# Autosleeper Nuevo on Boxer chassis, help required!



## Invicta (Feb 9, 2006)

Have just left some motorcaravanners who are staying in the driveway of my friends in their Autosleeper Nuevo until 7am Monday morning when they leave for a 3 week visit to France.

They have now found that their leisure battery is not holding the charge. They will be visiting Halfords, Maplins or whoever in the morning to get a replacement one but their problem is that they do not know how to remove the seat to replace the battery.

Anyone out there with advice?

PS I have introduced them to MHF by the way!


----------



## Stanner (Aug 17, 2006)

It should be 4 Hex-head screws 1 at the front of each runner and 1 at the back, the seat then just lifts off.

They then need to remove the plate that holds the battery down at it's base and that needs a 11/12/13mm (??) open ended spanner. 

They also need exactly the right height of battery to fit under the seat - not all do - or the seat won't fit back on without fouling the terminals and could short them out.

Halfords won't be cheap (I know that from bitter experience after having to buy a battery there in an emergency) and they could be better off trying to find a camping shop/motorhome dealer who is open tomorrow.


----------



## Zebedee (Oct 3, 2007)

Hi Invicta

Stanner has it nearly right! :wink:  

If their van has rotating seats (and it most probably has) they will need to unbolt the turntable, rather than the seat runners. No need to undo the seat runners as the turntable can remain attached to the seat as it is lifted off.

Same principle exactly, but I think from memory they are hex head screws rather than socket head. It will be obvious as soon as they look closely.

Also you could warn them about the weight of the seat. It will be a lot heavier than they are expecting, so be prepared and possibly get help to steady it and take some of the weight. 8O 

Hope this helps - and I also hope my memory is accurate. Long time since I had the seat off! :roll: 

Dave


----------



## Invicta (Feb 9, 2006)

Thanks for info Guys!

They are going to try Maplins in Canterbury for a leisure battery. There is also a very good motor parts supply place nearby that is also open on Sundays.

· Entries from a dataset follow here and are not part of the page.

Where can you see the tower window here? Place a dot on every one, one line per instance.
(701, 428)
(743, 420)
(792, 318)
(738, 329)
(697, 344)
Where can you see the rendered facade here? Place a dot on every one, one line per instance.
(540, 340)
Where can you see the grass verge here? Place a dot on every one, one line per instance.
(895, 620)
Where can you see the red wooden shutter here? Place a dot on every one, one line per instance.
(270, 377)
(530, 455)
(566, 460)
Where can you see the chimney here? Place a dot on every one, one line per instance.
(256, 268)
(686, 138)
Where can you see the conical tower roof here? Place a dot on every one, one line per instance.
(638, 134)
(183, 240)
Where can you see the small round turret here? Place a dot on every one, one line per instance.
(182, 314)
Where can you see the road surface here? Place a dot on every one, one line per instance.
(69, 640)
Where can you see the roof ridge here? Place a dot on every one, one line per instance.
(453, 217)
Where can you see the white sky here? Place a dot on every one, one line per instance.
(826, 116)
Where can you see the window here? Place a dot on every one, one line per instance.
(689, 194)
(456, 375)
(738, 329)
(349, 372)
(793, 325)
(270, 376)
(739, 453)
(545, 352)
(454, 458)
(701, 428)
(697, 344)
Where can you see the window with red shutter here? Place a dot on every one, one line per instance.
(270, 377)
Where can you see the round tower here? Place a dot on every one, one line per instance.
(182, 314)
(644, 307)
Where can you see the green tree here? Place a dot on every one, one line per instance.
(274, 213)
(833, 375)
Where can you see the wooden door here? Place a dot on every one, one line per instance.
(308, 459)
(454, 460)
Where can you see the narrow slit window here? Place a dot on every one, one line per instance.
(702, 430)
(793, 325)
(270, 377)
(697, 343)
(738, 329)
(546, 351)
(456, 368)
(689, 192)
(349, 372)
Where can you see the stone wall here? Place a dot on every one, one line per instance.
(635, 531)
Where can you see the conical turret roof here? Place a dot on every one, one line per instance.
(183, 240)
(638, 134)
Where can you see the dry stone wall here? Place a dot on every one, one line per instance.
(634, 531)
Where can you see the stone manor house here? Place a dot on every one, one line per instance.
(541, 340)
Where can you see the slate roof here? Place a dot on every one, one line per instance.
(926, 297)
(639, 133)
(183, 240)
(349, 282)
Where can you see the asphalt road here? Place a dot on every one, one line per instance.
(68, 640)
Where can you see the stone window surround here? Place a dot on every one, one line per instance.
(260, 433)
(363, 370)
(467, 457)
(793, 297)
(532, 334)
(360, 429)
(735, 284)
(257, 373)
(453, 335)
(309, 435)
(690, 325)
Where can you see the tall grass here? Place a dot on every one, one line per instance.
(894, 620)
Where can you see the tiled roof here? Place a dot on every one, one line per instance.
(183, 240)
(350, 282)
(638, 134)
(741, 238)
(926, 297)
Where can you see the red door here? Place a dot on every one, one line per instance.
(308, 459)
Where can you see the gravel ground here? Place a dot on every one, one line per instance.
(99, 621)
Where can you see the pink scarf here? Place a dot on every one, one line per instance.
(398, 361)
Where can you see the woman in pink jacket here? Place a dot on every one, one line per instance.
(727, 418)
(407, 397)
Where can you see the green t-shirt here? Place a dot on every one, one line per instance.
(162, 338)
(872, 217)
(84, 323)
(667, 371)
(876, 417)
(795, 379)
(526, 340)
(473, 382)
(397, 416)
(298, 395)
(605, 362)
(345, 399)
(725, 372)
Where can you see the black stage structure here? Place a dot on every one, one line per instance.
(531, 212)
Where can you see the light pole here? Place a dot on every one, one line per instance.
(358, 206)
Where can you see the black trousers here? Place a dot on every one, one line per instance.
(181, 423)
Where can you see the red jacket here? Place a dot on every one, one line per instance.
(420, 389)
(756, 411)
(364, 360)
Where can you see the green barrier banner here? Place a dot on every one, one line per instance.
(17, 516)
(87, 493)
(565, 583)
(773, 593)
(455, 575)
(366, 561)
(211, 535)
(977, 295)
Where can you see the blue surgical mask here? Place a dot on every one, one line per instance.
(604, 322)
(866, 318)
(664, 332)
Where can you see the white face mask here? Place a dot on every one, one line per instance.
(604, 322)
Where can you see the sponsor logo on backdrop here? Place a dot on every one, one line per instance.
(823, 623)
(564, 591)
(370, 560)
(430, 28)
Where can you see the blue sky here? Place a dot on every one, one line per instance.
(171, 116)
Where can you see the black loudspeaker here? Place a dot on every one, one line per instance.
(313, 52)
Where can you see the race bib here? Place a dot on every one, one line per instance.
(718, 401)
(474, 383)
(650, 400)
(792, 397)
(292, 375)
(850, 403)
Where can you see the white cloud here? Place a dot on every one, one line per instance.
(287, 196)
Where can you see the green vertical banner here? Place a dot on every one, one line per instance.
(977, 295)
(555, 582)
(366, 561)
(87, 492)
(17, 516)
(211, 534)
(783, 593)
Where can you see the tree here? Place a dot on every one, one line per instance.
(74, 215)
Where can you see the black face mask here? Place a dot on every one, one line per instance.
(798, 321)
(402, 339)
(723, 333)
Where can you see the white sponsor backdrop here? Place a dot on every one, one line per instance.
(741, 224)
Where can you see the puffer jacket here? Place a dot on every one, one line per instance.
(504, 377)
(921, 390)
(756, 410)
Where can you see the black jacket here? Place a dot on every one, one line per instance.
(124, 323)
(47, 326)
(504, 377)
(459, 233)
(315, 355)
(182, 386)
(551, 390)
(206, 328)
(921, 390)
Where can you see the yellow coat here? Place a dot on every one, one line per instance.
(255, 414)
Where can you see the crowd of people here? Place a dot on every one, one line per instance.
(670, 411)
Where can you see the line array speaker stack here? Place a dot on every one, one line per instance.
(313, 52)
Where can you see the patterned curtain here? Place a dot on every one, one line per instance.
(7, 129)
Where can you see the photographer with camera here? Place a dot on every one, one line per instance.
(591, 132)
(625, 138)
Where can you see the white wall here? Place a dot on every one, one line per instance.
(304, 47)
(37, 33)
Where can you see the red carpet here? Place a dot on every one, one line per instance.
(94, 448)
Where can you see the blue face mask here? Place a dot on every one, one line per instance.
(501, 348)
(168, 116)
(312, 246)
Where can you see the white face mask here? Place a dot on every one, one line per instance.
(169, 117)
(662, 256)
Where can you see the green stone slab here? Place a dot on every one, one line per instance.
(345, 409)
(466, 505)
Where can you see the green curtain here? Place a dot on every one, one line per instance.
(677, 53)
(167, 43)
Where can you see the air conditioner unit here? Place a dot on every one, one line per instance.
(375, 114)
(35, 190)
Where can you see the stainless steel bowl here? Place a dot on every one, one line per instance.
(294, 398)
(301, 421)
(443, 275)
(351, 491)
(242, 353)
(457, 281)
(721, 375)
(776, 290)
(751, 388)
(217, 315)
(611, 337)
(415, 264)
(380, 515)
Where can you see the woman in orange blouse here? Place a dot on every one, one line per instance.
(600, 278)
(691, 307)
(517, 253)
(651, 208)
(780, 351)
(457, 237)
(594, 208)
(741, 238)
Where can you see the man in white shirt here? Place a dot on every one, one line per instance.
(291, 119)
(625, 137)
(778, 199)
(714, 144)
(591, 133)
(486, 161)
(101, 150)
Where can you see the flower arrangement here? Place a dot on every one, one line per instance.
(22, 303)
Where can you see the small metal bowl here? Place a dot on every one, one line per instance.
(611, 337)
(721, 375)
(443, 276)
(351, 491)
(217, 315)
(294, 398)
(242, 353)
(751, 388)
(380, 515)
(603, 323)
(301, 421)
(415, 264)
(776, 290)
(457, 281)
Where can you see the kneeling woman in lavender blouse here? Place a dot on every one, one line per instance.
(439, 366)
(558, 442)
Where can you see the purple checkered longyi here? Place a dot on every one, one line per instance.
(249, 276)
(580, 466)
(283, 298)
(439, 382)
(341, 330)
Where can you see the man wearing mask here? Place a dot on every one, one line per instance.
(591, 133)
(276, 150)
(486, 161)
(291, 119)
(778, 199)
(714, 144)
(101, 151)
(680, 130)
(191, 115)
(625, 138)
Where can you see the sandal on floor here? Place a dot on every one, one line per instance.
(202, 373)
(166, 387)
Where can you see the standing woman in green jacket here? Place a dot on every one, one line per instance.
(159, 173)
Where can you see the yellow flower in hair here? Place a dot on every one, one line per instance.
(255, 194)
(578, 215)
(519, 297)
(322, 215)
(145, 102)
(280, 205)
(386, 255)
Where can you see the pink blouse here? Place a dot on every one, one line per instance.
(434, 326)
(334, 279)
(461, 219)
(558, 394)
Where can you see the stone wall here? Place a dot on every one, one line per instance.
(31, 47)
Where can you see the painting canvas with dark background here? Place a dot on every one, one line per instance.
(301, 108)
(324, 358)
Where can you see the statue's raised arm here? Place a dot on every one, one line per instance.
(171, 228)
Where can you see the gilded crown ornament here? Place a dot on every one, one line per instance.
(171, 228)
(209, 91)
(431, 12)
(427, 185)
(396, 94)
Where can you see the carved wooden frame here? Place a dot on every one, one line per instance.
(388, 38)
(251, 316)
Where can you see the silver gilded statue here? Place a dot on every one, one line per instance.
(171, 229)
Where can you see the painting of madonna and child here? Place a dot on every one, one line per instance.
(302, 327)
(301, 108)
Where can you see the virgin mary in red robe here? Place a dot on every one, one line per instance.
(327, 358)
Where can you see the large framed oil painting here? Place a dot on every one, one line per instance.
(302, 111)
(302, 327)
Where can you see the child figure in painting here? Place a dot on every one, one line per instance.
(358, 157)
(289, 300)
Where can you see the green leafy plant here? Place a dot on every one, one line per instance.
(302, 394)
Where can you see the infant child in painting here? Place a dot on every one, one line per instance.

Now that Brownhills have gone from Chartham Hatch, near Canterbury, (I wonder why?!) there is 'Choose Leisure' that is next door to the old BH site who I think may also be able to assist.

With all this instant information available I think I have really 'sold' MHF to them!

Thanks again.
Invicta (Peggy)


----------



## Stanner (Aug 17, 2006)

Zebedee said:


> but I think from memory they are hex head screws rather than socket head.





Stanner said:


> It should be 4 Hex-head screws


 :wink:


----------